「まさかカウンセリングした女子、みんな自宅に送ってるんですか!?」
「はあ!?、そんな事ないっ…、
それも良いなぁ~」
な、なにそれ!!
せっかく見直したのに、この男はっ!
「さ、最低ですよ、手出したら犯罪ですよ!?」
「う、嘘だってば!…犯罪って、俺だって良いことと悪いことの判別できるよ、
つかお前は特別だ」
「え、なんで?」
スピーカーから流れてくるFMラジオ、
パーソナリティの楽しそうなトークが聞こえる。
車が赤信号で止まった。
「実習生さん。
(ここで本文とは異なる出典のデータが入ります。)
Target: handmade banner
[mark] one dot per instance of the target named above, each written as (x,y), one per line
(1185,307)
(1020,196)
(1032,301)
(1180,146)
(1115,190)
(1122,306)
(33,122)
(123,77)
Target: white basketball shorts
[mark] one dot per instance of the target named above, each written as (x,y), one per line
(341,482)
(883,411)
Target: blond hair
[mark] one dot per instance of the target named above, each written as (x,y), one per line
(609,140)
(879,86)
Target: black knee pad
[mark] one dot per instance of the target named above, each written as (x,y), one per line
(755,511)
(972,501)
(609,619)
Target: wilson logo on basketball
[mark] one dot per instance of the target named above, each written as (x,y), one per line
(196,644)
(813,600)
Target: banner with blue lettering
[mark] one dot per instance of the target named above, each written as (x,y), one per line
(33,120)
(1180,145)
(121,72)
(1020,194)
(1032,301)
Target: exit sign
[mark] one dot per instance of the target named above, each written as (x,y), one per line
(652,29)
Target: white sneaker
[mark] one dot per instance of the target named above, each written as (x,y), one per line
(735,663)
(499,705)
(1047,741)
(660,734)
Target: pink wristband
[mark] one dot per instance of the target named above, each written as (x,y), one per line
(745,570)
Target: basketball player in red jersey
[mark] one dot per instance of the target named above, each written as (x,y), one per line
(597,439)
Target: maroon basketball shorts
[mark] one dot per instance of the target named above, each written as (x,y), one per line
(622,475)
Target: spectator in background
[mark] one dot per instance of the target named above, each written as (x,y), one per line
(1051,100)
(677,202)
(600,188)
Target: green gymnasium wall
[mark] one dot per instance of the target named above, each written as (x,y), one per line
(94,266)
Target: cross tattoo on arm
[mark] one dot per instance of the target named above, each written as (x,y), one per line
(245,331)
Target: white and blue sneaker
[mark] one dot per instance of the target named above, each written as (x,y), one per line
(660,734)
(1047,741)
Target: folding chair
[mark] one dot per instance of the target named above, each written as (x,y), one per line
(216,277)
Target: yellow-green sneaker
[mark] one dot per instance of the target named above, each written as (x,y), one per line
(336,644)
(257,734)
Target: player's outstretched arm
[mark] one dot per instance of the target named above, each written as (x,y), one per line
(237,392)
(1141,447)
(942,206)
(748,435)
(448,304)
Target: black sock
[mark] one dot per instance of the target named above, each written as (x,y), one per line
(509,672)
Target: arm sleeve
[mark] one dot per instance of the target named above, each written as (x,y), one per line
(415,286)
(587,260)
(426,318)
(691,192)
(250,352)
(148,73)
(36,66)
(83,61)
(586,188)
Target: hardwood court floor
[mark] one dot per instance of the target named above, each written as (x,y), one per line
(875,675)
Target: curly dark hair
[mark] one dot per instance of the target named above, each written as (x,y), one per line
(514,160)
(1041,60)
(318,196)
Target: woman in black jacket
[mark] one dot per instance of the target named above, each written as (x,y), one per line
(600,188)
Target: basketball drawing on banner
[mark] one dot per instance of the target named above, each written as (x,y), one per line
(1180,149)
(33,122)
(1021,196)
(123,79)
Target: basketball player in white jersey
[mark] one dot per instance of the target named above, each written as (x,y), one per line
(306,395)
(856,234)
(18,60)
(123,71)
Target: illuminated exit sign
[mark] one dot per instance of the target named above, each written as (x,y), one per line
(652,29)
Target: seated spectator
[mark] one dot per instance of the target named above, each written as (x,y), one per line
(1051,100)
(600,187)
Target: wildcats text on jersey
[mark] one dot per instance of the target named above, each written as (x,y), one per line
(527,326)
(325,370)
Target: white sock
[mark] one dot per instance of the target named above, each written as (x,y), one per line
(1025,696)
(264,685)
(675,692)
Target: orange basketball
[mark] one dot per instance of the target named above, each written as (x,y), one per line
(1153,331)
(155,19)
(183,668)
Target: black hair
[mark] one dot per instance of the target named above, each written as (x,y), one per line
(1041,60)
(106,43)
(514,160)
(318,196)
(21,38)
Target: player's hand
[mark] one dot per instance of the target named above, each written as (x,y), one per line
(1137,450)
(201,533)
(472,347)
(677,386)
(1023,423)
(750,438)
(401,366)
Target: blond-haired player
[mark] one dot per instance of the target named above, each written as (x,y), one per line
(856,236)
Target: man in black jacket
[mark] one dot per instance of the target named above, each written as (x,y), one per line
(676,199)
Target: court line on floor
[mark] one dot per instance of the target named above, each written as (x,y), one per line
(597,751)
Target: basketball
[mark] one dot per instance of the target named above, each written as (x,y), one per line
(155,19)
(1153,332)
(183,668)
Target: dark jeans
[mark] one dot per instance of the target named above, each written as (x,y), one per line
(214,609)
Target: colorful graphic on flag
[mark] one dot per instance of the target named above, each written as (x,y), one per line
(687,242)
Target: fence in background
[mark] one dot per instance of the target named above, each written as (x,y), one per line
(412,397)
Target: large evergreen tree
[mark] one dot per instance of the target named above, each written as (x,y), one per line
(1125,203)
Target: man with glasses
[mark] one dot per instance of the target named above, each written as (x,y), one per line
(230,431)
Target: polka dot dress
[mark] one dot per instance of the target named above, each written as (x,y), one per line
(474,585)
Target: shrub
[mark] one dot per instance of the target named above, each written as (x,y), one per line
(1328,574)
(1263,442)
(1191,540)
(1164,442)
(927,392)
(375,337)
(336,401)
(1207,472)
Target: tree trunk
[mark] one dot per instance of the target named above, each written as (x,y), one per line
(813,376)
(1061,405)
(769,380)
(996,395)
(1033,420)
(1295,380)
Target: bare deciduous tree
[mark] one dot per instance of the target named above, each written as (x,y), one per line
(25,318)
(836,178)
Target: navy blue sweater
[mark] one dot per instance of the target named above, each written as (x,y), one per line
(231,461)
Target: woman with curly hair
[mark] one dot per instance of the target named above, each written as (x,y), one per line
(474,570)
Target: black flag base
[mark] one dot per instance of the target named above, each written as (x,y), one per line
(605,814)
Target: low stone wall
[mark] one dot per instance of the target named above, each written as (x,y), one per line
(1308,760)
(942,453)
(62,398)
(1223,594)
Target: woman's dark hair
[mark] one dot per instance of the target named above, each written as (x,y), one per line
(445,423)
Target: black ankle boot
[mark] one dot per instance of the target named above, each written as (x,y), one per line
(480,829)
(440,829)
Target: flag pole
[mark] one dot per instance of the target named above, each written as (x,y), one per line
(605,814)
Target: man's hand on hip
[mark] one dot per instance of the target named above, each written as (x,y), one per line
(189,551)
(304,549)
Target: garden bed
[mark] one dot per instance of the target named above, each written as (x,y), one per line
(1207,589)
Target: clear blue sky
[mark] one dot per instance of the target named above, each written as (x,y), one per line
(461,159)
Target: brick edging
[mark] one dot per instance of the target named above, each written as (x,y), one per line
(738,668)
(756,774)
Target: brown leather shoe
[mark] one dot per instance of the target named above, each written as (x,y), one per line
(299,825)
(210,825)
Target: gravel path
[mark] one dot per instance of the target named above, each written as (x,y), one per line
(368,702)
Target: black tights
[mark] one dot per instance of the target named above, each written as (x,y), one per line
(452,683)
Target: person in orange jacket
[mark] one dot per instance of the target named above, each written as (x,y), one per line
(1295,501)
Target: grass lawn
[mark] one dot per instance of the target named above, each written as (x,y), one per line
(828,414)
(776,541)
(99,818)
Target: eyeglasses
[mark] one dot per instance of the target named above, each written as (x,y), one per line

私は特別ですか?」
「特別~って言って、もぉ」
赤信号のライトのせいで、実習生さんの顔が赤くて照れてるみたい。
「特別って言っても、変な意味はなくて、渡すもんあるから ついで。」
渡す?、私に?
「あの、渡すもんって?」
「えっと、…もういいだろ!」
えー、なんで?
訳わかんない。
信号が青に変わった。
その途端、実習生さんはホッとした顔をして
「また、あとでな」
そう言うと、ギアを動かし、車を走らせた。
「実習生さんは、嘘つけない人だね」
「はあ?、バッバカ言ってんじゃねーよ!飛ばすぞ~お」
実習生さんはアクセルを少しだけ強めに踏むと、車のスピードが上がり、体か後ろに引き寄せられた。